Designing a Notification System - Mohammadali Bazyar

The Problem That Hides Real Complexity

Every modern app sends notifications. Your phone buzzes when a friend likes your photo, when your package ships, when there is a security alert on your bank account, when a coworker mentions you in a chat. Each of these arrives through a different channel: push, email, SMS, in-app, or sometimes web push.

It looks simple from outside. "When event X happens, send a message to user Y." A weekend project. But scale it to billions of notifications per day across multiple products and you end up with one of the most subtle distributed systems problems in the industry.
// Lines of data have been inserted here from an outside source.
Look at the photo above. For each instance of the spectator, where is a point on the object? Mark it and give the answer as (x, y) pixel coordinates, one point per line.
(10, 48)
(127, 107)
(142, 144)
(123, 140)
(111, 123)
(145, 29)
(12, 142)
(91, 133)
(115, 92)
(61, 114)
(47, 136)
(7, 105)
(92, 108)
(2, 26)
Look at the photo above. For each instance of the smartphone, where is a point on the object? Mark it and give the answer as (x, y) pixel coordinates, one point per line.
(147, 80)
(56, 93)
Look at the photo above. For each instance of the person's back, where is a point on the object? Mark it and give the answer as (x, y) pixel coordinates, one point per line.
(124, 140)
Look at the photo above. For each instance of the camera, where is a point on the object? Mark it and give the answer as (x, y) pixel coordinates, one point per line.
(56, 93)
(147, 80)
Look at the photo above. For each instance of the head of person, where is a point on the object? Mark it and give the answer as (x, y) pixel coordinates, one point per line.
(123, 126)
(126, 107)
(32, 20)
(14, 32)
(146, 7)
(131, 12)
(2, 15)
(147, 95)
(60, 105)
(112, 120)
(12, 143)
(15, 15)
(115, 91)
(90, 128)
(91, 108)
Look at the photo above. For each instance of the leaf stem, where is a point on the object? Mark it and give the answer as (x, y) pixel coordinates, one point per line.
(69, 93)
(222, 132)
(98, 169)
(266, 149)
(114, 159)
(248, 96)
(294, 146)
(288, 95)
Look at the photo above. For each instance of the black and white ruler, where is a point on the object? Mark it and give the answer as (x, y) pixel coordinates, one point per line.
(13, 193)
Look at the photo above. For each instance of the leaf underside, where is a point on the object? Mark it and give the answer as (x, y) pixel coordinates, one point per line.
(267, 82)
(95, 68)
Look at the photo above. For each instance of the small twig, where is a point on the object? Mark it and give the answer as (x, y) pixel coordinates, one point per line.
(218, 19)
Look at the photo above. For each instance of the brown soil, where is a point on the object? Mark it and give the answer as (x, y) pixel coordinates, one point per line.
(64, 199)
The challenges are not just technical: deduplication, rate limiting, user preferences, quiet hours, batching, retries, channel-specific quirks (APNs vs FCM, SMS rate limits, email deliverability), and the dreaded "notification storm" when a bug fires the same event 10,000 times. Get any of these wrong and your users disable notifications entirely, which is worse than not having them.

This article walks through how to build a notification system that handles all of it.

Step 1: Requirements

Functional Requirements

Multi-Channel

Push (mobile/web), email, SMS, in-app feed. The system picks channels based on urgency and user preferences.

Templates

Each notification type has templates per channel and per locale. Apps emit events, the system renders them.

Preferences

Users control which notification types reach them through which channels, and during which hours.

Deduplication

If the same event fires twice, the user only sees one notification.

Delivery Tracking

Know which notifications were delivered, opened, clicked. Surface to users (history) and ops (debugging).

Reliability

Critical notifications (2FA codes, security alerts) MUST arrive. Retry on failure. Dead-letter on persistent failure.
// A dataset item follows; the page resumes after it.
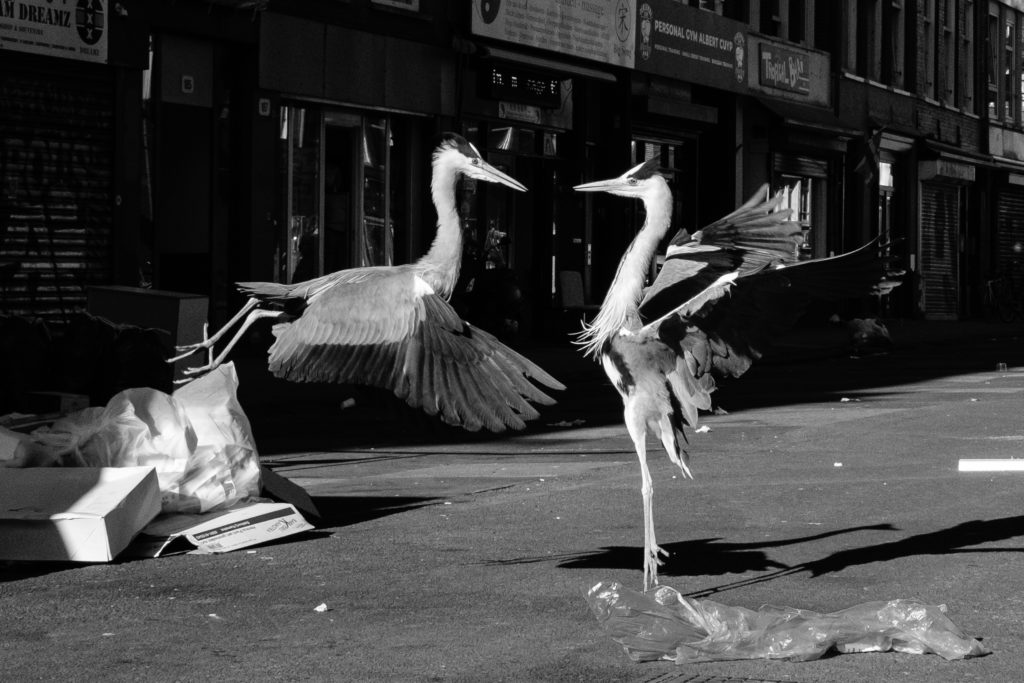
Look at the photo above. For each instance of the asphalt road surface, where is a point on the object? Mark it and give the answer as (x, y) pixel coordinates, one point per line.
(824, 481)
Non-Functional Requirements

Latency: high-priority notifications (2FA, login alerts) deliver in under 5 seconds. Marketing notifications can take minutes.
Scale: billions of notifications per day. Tens of thousands per second at peak.
Channel constraints: APNs caps at ~1000 messages per second per certificate, SMS providers have per-number rate limits, email providers monitor sending reputation. The system must respect all of them.
Compliance: GDPR, CCPA, CAN-SPAM. Users can unsubscribe per channel, and unsubscribes must be honored quickly.

Step 2: Capacity Estimation

Metric

Calculation

Result

Daily users

given

~500 million

Notifications per user/day

given (avg)

~10

Total notifications/day

500M × 10

~5 billion

Average QPS

5B / 86400

~58,000/sec

Peak QPS

avg × 5

~290,000/sec

Notification log storage

5B × 500 bytes × 90 days

~225 TB

Two implications. First, the system handles hundreds of thousands of operations per second at peak. Second, you cannot send 290,000 push notifications per second directly to APNs (limit is ~1000/sec per certificate). The system must batch, throttle, and parallelize across many credentials.

Step 3: The Layered Architecture

The right way to think about a notification system is as a pipeline of stages. Each stage has one job. Stages are connected via queues so they scale independently and absorb backpressure.

Notification Pipeline

Producers

App services
emit events

events to

Bus

Event Bus (Kafka)
topic per event type

consumed by

Process

Notification Service
core orchestrator

Preference Filter

Template Renderer

Deduplicator

enqueues per channel

Channel Queues

Push Queue

Email Queue

SMS Queue

In-app Queue

workers send via

Providers

APNs / FCM

SES / SendGrid

Twilio

In-app feed DB

tracking

Storage

Notification Log
history, audit

User Preferences

Dedup Cache

Why This Layering

Each stage is independent and replaceable.

Producers only know how to emit a high-level event ("OrderShipped" with order_id and user_id). They never call APNs directly. They never know whether the user wants email or push. They emit, and forget.

The Notification Service reads events and orchestrates everything: load user preferences, decide which channels to use, render templates, check deduplication, enqueue per-channel jobs.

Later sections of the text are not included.